Abstract

Editor’s Note Over the past thirty years, as a special economic administrative region, Shenzhen has blazed many new paths of reform. Now, after thirty years, Shenzhen is once again leading the way with innovations and trials in the area of social reforms. From the Yantian Model (盐田模式) to “three half-steps”, the reformed method of social organization registration; from non-governmentally run social work units to establishment of community service centers; from encouraging the growth of the One Foundation’s operations in Shenzhen to inviting national philanthropic figures to participate in Shenzhen’s public-interest work, Shenzhen’s reforms have been inseparable from the encouragement of its Civil Affairs departments, inseparable from the innovative reform mindedness of the “Former Civil Affairs Bureau Chief”, Liu Runhua.
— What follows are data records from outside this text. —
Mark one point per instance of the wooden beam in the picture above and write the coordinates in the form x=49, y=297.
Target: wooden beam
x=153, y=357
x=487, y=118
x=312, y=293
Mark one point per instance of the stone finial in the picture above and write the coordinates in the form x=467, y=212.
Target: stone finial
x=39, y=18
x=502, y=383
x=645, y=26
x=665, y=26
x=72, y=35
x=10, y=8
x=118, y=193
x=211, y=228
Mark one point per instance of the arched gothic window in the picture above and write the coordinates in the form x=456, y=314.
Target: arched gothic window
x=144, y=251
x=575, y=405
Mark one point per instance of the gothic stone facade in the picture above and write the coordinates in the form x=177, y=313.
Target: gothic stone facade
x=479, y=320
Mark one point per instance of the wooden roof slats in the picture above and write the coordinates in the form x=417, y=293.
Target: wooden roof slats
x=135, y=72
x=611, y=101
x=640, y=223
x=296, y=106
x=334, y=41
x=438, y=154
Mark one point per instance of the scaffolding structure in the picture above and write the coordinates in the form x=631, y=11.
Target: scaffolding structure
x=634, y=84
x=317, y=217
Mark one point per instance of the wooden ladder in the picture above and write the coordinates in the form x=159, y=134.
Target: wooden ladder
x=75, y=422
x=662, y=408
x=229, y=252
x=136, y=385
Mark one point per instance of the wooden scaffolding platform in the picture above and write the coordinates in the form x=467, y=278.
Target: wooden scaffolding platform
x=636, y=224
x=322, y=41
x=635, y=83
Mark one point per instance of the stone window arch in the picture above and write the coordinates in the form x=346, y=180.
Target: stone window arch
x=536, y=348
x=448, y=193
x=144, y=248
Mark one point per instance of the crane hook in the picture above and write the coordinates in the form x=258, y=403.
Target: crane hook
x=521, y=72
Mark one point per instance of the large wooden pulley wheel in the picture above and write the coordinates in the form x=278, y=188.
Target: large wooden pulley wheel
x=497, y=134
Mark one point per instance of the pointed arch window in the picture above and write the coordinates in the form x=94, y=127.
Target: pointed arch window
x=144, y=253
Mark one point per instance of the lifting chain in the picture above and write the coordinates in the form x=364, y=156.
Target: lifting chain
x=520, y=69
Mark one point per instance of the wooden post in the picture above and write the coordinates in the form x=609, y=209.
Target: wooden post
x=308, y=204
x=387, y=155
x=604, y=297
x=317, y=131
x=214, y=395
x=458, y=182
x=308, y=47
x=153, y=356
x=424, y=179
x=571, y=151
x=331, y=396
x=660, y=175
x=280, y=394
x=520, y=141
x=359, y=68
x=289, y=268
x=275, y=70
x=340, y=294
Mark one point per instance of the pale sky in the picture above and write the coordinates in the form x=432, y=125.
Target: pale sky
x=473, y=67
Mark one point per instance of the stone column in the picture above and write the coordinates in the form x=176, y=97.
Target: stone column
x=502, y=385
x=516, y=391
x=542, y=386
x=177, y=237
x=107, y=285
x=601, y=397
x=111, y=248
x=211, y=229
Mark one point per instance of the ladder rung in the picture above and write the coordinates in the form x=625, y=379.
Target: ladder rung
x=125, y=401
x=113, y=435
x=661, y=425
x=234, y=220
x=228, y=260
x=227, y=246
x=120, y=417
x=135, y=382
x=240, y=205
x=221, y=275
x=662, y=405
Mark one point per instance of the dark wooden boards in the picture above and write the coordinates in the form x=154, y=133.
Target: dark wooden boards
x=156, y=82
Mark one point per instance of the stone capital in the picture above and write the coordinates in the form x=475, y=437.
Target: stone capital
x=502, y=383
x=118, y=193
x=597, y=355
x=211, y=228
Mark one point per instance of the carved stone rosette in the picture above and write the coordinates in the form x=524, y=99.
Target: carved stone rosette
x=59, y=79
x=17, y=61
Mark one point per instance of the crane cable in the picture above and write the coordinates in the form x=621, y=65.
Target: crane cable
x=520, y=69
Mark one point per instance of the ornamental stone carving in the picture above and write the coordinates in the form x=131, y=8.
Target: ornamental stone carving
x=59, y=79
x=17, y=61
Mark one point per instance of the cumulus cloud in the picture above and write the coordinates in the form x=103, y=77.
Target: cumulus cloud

In 2011, a team led by Professor Wang Ming (王名), Director of the NGO Research Center at the Tsinghua School of Public Policy and Management, conducted in-person interviews with this “social reformer”. Liu Runhua, then still Director of the Civil Affairs Bureau, stood both atop history and outside of his departmental context, to offer us far-reaching reflections on Shenzhen’s social management innovations. At the time of writing, Mr. Liu had been promoted up to Guangdong, where, as Managing Deputy Director of the Guangdong Provincial Social Work Committee, he is now able promulgate his ideas on public-interest activities in practice from a higher platform.